Desafios na Gestão de Resíduos em Cidades Brasileiras
A partir de abril de 2025, a nova legislação municipal no Brasil deverá exigir que todos os lares contribuam anualmente para a coleta e gestão de resíduos. Essa medida visa, entre outras coisas, gerar receita para o serviço de limpeza pública, que deve atingir cifras significativas, em uma tentativa de assegurar que quem polui, pague. No entanto, ainda existem diversas lacunas que precisam ser preenchidas, especialmente quando falamos de residências turísticas que, apesar de impactarem significativamente a geração de resíduos, ficam fora do escopo das regulamentações atuais.
Várias das principais cidades brasileiras não incluem as propriedades de alugueis para temporada nas suas taxas de resíduos. A cidade de São Paulo, por exemplo, ainda não criou uma categoria específica para esses imóveis, que continuam sendo taxados como residências comuns. Isso ocorre apesar do aumento do número de imóveis turísticos e do impacto que a alta rotatividade de turistas gera ao volume de resíduos.
Estudos indicam que, nas grandes cidades brasileiras, os imóveis turísticos podem contribuir para um aumento expressivo na geração de resíduos. Por exemplo, cidades como Rio de Janeiro e Salvador, que têm uma grande movimentação de turistas, não tratam essas propriedades de forma diferenciada, o que pode levar a uma redistribuição inadequada dos custos de coleta de lixo entre os residentes permanentes.
O último levantamento do Instituto Brasileiro de Geografia e Estatística (IBGE) mostra que a falta de regulamentação específica para imóveis turísticos pode ser prejudicial não só ao meio ambiente, mas também ao bem-estar da população local. Especialistas em gestão ambiental, como o economista Silvio Santos, sugerem que os municípios precisariam reconsiderar suas estratégias de tributação. "É importante que os municípios façam uma análise mais clara dos impactos dos aluguéis por temporada e considerem que estes imóveis geram uma quantidade de resíduos superior à média residencial", afirma Santos.
Os desafios na gestão de resíduos se tornam ainda mais evidentes em áreas com alta concentração turística. Locais como as praias de Florianópolis e os centros históricos de Ouro Preto enfrentam dificuldades na coleta de lixo, especialmente durante os períodos de alta temporada. Santos destaca que ," muitas vezes, o custo do serviço é elevado e acaba sendo arcado apenas pelos moradores permanentes, o que não é justo. É necessário encontrar uma solução que faça com que os imóveis turísticos contribuam de forma proporcional ao seu impacto".
Um exemplo de como algumas cidades estão se adaptando é a iniciativa de Porto Alegre, que analisa a criação de uma taxação diferenciada para imóveis de aluguel por temporada. A proposta, que se encontra em discussão na câmara municipal, busca criar um sistema de cobrança escalonado que levaria em conta fatores como localização e ocupação do imóvel durante períodos de alta demanda.

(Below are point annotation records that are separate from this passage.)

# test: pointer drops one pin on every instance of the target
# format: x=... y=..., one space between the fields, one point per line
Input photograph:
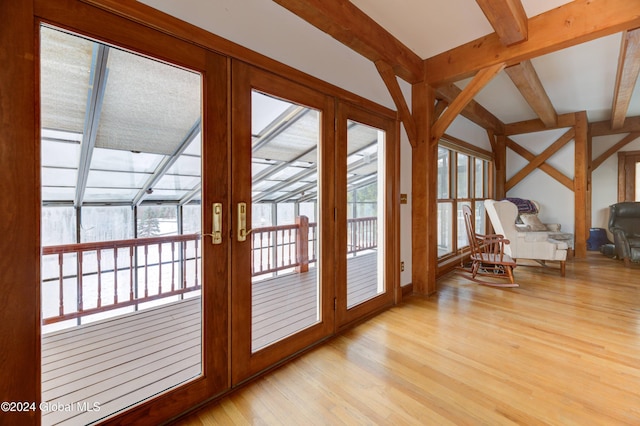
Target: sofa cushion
x=533 y=222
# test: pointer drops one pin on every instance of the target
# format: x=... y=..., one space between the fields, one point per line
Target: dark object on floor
x=608 y=250
x=624 y=224
x=597 y=238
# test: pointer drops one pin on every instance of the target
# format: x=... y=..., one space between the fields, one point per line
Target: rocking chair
x=487 y=254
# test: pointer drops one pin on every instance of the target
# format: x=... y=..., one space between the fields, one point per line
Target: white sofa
x=541 y=246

Enquanto cidades como Curitiba implementam reformas e buscam legislar sobre o uso do espaço urbano com foco no turismo, outras ainda não definiram claramente os remédios para os problemas que a alta rotatividade de turistas traz. Especialistas afirmam que é essencial que os municípios possam monitorar o desempenho da gestão dos resíduos, especialmente nas áreas turísticas, de forma a garantir que a população local não carregue um ônus maior do que o necessário.
A análise das taxas de resíduos em municípios brasileiros é complexa. Com cada prefeitura tendo autonomia para determinar suas próprias regras e critérios, as abordagens em relação aos imóveis turísticos variam bastante. O que se destaca é a urgência de um quadro regulatório que responda a essa nova realidade e assegure que todos os que se beneficiam do turismo também contribuam para a manutenção e limpeza das cidades que visitam.
Além dos esforços em cidades já mencionadas, outros municípios, como Recife e Goiânia, estão começando a trazer à tona discussões sobre a gestão de resíduos nas áreas turísticas. É preciso que essas iniciativas se ampliem e se tornem diretrizes claras para garantir a equidade e a sustentabilidade nos serviços públicos.